Roger Stone, a longtime confidant of President Trump, on Thursday denied having regular contacts with the Russians during last year’s campaign.

“Categorically, positively not,” Mr. Stone said on NBC’s “Today” program when asked if he had regular contact with Russian officials during the election.

“I have no Russian clients. I was not in touch with anyone in Russia. I was not talking [to] anybody I believed to be an intermediary for the Russians,” he said.

In a story saying Trump associates were in contact with Russian officials during last year’s campaign, The New York Times reported this week that the FBI has “closely examined” Mr. Stone and Carter Page, a former foreign policy adviser to the Trump campaign.

Mr. Stone said he hasn’t heard from law enforcement, including the FBI.

Mr. Page said on “PBS Newshour” this week that he had no meetings with Russian officials last year.

“I might have said hello to a few people as they were walking by me at my graduation — the graduation speech that I gave in July, but no meetings,” he said.

Mr.
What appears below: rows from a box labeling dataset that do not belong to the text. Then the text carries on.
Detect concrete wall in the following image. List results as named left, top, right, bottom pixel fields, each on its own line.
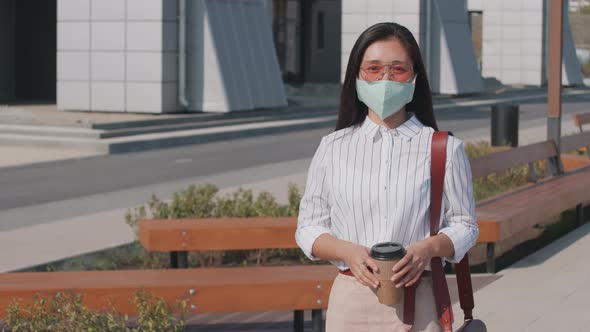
left=187, top=0, right=287, bottom=112
left=340, top=0, right=424, bottom=81
left=478, top=0, right=581, bottom=86
left=427, top=0, right=484, bottom=95
left=341, top=0, right=483, bottom=94
left=57, top=0, right=177, bottom=113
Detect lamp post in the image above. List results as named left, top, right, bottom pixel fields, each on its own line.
left=547, top=0, right=563, bottom=175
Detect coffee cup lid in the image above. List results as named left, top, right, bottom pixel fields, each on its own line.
left=371, top=242, right=406, bottom=260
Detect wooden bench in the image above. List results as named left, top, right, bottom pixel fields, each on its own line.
left=470, top=137, right=590, bottom=273
left=0, top=218, right=338, bottom=331
left=139, top=218, right=338, bottom=331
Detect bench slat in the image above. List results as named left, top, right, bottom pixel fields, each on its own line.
left=139, top=218, right=298, bottom=251
left=0, top=265, right=338, bottom=319
left=561, top=132, right=590, bottom=152
left=476, top=168, right=590, bottom=242
left=470, top=140, right=557, bottom=178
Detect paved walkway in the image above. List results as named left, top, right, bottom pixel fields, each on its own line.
left=0, top=88, right=590, bottom=167
left=453, top=223, right=590, bottom=332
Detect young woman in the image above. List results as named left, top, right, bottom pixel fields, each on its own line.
left=296, top=23, right=479, bottom=332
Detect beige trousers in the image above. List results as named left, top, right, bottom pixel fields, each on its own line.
left=326, top=273, right=442, bottom=332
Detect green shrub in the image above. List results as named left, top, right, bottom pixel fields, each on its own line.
left=465, top=141, right=546, bottom=201
left=125, top=184, right=306, bottom=268
left=3, top=289, right=187, bottom=332
left=49, top=142, right=545, bottom=270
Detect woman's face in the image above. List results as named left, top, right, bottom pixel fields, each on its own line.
left=359, top=38, right=414, bottom=83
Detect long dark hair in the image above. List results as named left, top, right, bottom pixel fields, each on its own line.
left=336, top=23, right=438, bottom=131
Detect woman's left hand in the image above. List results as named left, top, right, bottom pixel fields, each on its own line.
left=391, top=240, right=432, bottom=288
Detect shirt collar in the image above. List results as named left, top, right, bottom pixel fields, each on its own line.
left=361, top=112, right=424, bottom=141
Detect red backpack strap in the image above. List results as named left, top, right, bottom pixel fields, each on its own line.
left=430, top=131, right=453, bottom=331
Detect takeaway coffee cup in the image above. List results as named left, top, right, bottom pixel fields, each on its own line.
left=371, top=242, right=406, bottom=305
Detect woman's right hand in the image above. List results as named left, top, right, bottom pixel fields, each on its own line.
left=342, top=242, right=379, bottom=288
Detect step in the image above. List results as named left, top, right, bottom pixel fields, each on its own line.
left=0, top=134, right=107, bottom=153
left=100, top=110, right=333, bottom=138
left=102, top=116, right=336, bottom=153
left=0, top=124, right=103, bottom=139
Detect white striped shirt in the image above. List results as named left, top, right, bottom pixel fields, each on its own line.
left=295, top=113, right=479, bottom=269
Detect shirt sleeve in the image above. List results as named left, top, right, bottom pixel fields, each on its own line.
left=439, top=137, right=479, bottom=263
left=295, top=138, right=332, bottom=261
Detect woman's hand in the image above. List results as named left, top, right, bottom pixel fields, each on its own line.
left=391, top=240, right=433, bottom=288
left=342, top=242, right=379, bottom=288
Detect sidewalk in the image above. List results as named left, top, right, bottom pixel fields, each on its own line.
left=453, top=223, right=590, bottom=332
left=0, top=88, right=590, bottom=167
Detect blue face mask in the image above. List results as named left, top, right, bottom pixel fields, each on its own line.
left=356, top=77, right=416, bottom=119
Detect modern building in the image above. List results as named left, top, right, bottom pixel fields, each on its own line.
left=0, top=0, right=582, bottom=113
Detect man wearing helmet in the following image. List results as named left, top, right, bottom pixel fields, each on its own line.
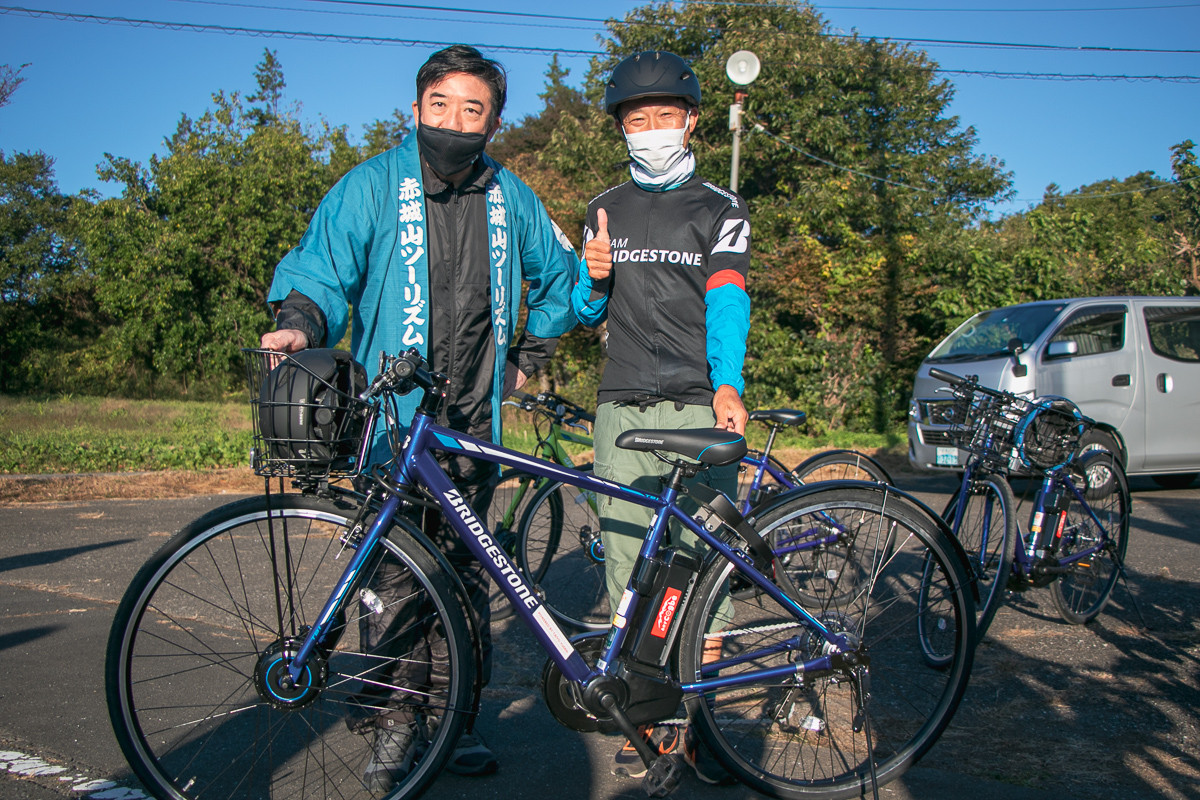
left=571, top=52, right=750, bottom=782
left=263, top=46, right=577, bottom=793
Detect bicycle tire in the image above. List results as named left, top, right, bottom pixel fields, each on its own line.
left=1050, top=450, right=1132, bottom=625
left=931, top=473, right=1018, bottom=657
left=792, top=450, right=892, bottom=485
left=678, top=485, right=974, bottom=799
left=517, top=464, right=612, bottom=631
left=487, top=469, right=538, bottom=622
left=106, top=494, right=475, bottom=800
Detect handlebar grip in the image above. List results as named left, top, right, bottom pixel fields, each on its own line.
left=929, top=367, right=966, bottom=386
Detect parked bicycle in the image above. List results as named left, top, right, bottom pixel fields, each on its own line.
left=106, top=351, right=974, bottom=800
left=516, top=407, right=892, bottom=631
left=923, top=367, right=1132, bottom=662
left=488, top=392, right=595, bottom=624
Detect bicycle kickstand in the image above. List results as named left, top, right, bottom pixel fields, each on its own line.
left=1112, top=553, right=1151, bottom=631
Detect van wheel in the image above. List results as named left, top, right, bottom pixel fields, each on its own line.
left=1079, top=428, right=1124, bottom=498
left=1150, top=473, right=1200, bottom=489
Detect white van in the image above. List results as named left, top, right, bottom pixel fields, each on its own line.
left=908, top=297, right=1200, bottom=488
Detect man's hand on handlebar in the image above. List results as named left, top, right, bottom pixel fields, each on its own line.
left=262, top=327, right=308, bottom=353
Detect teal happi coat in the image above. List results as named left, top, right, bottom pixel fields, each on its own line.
left=268, top=136, right=578, bottom=459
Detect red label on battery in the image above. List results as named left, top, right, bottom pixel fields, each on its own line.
left=650, top=588, right=680, bottom=639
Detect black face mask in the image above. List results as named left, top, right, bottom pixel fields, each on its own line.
left=416, top=124, right=487, bottom=178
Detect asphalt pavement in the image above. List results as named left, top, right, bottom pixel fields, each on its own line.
left=0, top=476, right=1200, bottom=800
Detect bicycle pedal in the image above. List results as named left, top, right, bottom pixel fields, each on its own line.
left=642, top=753, right=688, bottom=798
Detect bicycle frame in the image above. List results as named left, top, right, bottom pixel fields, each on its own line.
left=738, top=453, right=797, bottom=513
left=949, top=441, right=1112, bottom=585
left=1013, top=470, right=1112, bottom=576
left=288, top=410, right=848, bottom=693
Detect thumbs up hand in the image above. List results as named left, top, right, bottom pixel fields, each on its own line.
left=583, top=209, right=612, bottom=281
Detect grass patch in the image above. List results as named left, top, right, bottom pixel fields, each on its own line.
left=0, top=397, right=252, bottom=475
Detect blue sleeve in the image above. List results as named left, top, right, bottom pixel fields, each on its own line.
left=266, top=169, right=378, bottom=347
left=514, top=180, right=576, bottom=338
left=704, top=283, right=750, bottom=395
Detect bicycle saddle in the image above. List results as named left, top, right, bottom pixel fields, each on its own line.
left=617, top=428, right=746, bottom=467
left=750, top=408, right=809, bottom=426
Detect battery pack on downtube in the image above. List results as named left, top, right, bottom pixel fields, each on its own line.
left=625, top=548, right=701, bottom=669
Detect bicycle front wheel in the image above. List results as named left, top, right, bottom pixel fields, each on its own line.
left=942, top=475, right=1016, bottom=640
left=1050, top=450, right=1130, bottom=625
left=517, top=464, right=612, bottom=631
left=106, top=494, right=475, bottom=800
left=678, top=486, right=974, bottom=798
left=487, top=469, right=538, bottom=622
left=792, top=450, right=892, bottom=483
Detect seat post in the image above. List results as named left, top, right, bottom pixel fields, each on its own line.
left=667, top=458, right=692, bottom=492
left=763, top=422, right=782, bottom=453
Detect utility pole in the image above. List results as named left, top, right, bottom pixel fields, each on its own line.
left=725, top=50, right=762, bottom=192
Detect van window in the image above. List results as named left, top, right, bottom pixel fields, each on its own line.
left=1142, top=306, right=1200, bottom=362
left=1046, top=306, right=1126, bottom=360
left=925, top=302, right=1067, bottom=363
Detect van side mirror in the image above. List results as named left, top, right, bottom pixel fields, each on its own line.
left=1008, top=336, right=1030, bottom=378
left=1046, top=339, right=1079, bottom=359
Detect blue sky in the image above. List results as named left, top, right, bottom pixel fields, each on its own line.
left=0, top=0, right=1200, bottom=212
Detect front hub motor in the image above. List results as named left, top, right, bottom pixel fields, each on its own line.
left=254, top=638, right=329, bottom=711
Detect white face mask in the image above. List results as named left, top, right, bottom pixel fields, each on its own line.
left=625, top=114, right=691, bottom=175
Page also said he hasn’t been questioned by anyone in the FBI but that he would “love” the opportunity to speak to the U.S. Senate.

“I have offered to a few of the senators to speak with them and maybe offer them some realistic views of actually what’s happening in the world,” he said. “There’s a great level of ignorance.”

Two others named in the article were former Trump campaign chairman Paul Manafort, who said he never knowingly spoke to Russian intelligence officers, and retired Lt. Gen. Michael Flynn, who resigned as National Security Adviser this week after misleading the administration about his talks with Russia’s ambassador to the U.S. after the election.

Mr. Flynn told the Daily Caller this week that he didn’t cross any lines in his conversation with Russian Ambassador Sergey Kislyak.

“If I did, believe me, the FBI would be down my throat, my clearances would be pulled. There were no lines crossed,” he said.

Multiple outlets reported Wednesday that Mr. Flynn’s access to classified information was being suspended pending a review — a move The Associated Press described as a standard administrative action when questions come up about someone’s compliance with security clearance directives.